Circular Economy

Oct 06, 2022 | Sesotec

Granulate recovery and its importance for the plastics industry

For a successful circular economy, not only resource conservation and plastics recycling play an important role, but above all material efficiency. Far too much good material is still lost in the production of high-quality and pure plastic granulate. This material loss is not only to the detriment of our environment, it also means a reduction in productivity and profitability for plastics manufacturers and processors at the same time. The solution is innovative detection and separation systems for granulate recovery. They ensure that unintentionally rejected good material is not disposed of as waste, but finds its way back into the plastics cycle.



How does granulate loss occur?

Material loss during production not only has an immense impact on the environment, it also means that plastics manufacturers and processors see their profitability suffer. For this reason, plastics associations around the world are participating in an initiative called "Zero Pellet Loss" or "Operation Clean Sweep," which aims to prevent the loss of plastic pellets along the entire supply chain. This is also the case with the "Zero Pellet Loss" initiative from the Industrievereinigung Kunststoffverpackungen e.V. It has identified three process steps where plastic pellets are lost particularly frequently: at the unloading point in the silo area, during the handling of pellet containers and bags, and directly at the conveying systems and conveyor lines.

But it is mainly during production that significant granulate loss occurs. For example, metal separators, which are necessary to protect the equipment, inevitably also discharge contaminated material. However, this discharged material often contains a large proportion of good material in addition to the metal contaminants. Since the rejected material must then be disposed of, this automatically means loss of value and additional costs.

 

The advantages of granulate recovery

Effective recovery of this rejected good material has many advantages - for the environment as well as for the profitability of plastics manufacturers and processors. Precious resources are conserved, since the recovered granulate can be fed back into the process 1:1 as a valuable raw material without jeopardizing process reliability. At the same time, this has a positive effect on the profitability of the plastics processor or manufacturer.

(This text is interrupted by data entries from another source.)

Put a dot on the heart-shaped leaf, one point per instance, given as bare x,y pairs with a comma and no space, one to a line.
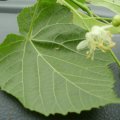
42,68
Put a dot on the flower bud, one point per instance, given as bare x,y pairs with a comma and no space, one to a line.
116,21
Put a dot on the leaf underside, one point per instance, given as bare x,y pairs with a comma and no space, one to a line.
42,68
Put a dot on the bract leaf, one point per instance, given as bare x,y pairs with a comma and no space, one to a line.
42,68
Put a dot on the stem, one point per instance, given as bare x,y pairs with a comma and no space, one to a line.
115,58
83,7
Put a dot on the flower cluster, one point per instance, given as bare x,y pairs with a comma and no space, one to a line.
98,38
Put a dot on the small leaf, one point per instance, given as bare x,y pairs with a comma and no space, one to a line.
42,68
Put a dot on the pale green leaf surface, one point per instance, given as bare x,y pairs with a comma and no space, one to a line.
45,72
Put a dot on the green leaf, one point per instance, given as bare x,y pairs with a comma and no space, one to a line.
42,68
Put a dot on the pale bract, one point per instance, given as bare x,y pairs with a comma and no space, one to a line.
99,38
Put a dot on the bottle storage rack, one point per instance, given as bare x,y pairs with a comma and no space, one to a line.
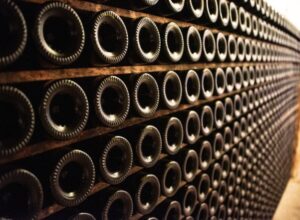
199,137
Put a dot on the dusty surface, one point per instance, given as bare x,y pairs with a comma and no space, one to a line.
289,206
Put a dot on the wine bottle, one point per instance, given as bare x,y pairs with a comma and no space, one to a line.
211,11
22,191
172,135
72,178
145,95
221,43
234,19
109,37
145,191
232,47
191,127
213,202
209,45
205,155
118,204
148,146
17,120
201,212
187,196
169,174
215,172
207,83
112,101
230,80
207,120
64,109
224,12
225,164
191,87
171,90
115,160
172,43
193,9
59,33
169,209
203,185
193,44
220,81
14,32
188,159
219,114
218,145
146,41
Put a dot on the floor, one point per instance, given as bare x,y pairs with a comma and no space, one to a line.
289,206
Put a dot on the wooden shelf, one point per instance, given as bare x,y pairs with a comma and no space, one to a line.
96,7
48,145
102,185
55,74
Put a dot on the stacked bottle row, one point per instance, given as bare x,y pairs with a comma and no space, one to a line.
237,13
66,108
114,40
175,150
231,15
195,118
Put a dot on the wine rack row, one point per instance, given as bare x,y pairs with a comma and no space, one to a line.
145,109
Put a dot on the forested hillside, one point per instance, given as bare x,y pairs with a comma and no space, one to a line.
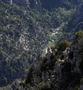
27,28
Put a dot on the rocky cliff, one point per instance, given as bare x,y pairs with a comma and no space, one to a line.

The recovery of the rejected good material is also decisive for material efficiency, since with the aid of appropriate technologies almost 100% of this good material can be fed back into the process, so that only a tiny proportion has to be disposed of as waste. And last but not least, granulate recovery has a positive effect on the image of the respective company. In times like these, when environmental protection and the avoidance of plastic waste are increasingly attracting the interest of the public and consumers, only those who take responsibility and act accordingly will be successful in the long term.

 



Technologies for granulate recovery

With innovative metal separation units, contaminated plastic granulate can be reliably cleaned of magnetic and non-magnetic metal foreign bodies, regardless of where it comes from, and recovered for reuse in production. To do this, the material is first fed into the separation unit via a material hopper. The material is separated by the so-called vibrating chute and then passes through a magnet which separates ferrous metal parts. The pre-cleaned material then passes through a metal separator, which reliably removes the remaining magnetic and non-magnetic metal contaminants. What remains is the processed, pure granulate, which can be used again for production and does not have to be disposed of as waste. Depending on the dosage and settings, a recovery rate of up to 98 percent is possible.



 

Such a metal separation unit has a positive effect on process reliability, as the smallest metal particles and even metal inclusions in the granules can be reliably detected and separated. If these remained undetected, they could in the worst case lead to damage to the equipment. These systems can be used both in incoming goods and in production and material storage. In this way, the causes of contamination can be quickly identified and a supplier quality check can be carried out as early as at goods receipt.

 

Conclusion

Far too much plastic granulate is wasted in the production and processing of plastics, which is neither ecologically nor economically tolerable. Increasing material efficiency is a crucial step for the plastics industry to combine economy and circularity. This can be remedied by state-of-the-art mobile metal separation units that reliably remove metal particles from plastic granulate that has previously been discharged from the production process. This not only saves valuable raw materials and costs, but also has a positive impact on the environment and the company's image.